Noah Kahan (Deanie Chen Photography)

3) Before the Saturday night shows began, a writer for another publication told me to watch out for singer-songwriter Noah Kahan. “He’s exploding right now,” the reporter said, implying the singer had lots of new fans. Indeed, there were many people in the crowd wearing T-shirts emblazoned with Kahan’s name. Kahan self-effacingly addressed the crowd as he took the stage and explained, “I’m the Jewish Ed Sheehan.” Kahan told stories and sang songs about past hardships, mental illness, divorce, and drug addiction. Some examples: “My parents sent me to therapy when I was 8,” “By the time I was 26, I was married and divorced twice,” and “Here is a song about Zoloft.”

Josh Teskey of the Teskey Brothers (photo by Deanie Chen Photography)

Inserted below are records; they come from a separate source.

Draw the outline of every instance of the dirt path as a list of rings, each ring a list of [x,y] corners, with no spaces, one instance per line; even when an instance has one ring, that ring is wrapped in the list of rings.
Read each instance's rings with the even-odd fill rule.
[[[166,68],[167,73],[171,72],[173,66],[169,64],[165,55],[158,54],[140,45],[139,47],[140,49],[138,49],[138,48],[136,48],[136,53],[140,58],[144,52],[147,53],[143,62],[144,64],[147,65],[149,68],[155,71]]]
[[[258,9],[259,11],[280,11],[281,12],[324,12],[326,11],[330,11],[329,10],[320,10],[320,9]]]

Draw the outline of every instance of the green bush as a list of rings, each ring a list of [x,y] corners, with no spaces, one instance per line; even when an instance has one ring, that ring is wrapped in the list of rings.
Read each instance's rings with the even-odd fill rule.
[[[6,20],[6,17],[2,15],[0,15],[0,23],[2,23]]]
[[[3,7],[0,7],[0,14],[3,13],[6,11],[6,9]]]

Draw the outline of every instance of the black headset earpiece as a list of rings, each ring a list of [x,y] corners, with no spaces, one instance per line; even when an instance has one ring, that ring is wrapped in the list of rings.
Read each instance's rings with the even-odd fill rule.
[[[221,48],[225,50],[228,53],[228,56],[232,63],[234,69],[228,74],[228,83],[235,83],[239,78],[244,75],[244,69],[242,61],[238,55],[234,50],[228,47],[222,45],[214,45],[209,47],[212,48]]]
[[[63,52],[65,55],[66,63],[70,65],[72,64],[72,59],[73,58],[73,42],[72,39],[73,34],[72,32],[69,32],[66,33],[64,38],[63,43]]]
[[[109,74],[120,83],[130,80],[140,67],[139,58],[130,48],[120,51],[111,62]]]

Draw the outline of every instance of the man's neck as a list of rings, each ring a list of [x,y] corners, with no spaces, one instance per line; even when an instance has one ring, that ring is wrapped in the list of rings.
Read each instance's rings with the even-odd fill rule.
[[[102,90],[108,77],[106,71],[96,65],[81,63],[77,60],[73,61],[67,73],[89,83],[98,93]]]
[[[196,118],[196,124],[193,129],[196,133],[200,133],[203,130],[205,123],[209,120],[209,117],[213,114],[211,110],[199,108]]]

4) The Teskey Brothers hail from Australia but their R&B music sounds like it comes from the mid-1960s American South, something that would have been on the Atlantic and Stax record labels. Think Ray Charles (they cover his version of “Drown in My Own Tears”), Otis Redding, and the like, complete with horn sections and heavy rhythms.

 

 

 

 

5) Alex G’s songs combine innocence and belief in beguiling ways. The music seems to float over lyrics such as, “My teacher is a little child with a big smile, no bitterness.” Strange noises filter through the melodies. His guitar and piano playing seem to start and stop at random in a way to get the listener to pay attention while he moves around the stage.

And there were many more highlights, from the Wallows’s rocking-hard set that defied one to be bored, to Tomberlin, the daughter of a pastor, gently telling the audience that sometimes it’s okay to wish death on other people (she meant certain politicians), to Angel Olsen singing about death and love in the same strong voice that suggests they are interconnected, to Riley Dowling telling the world that we all matter. Hinterland successfully brought together all of these fine artists and more in Iowa. It promises to do the same thing again next year.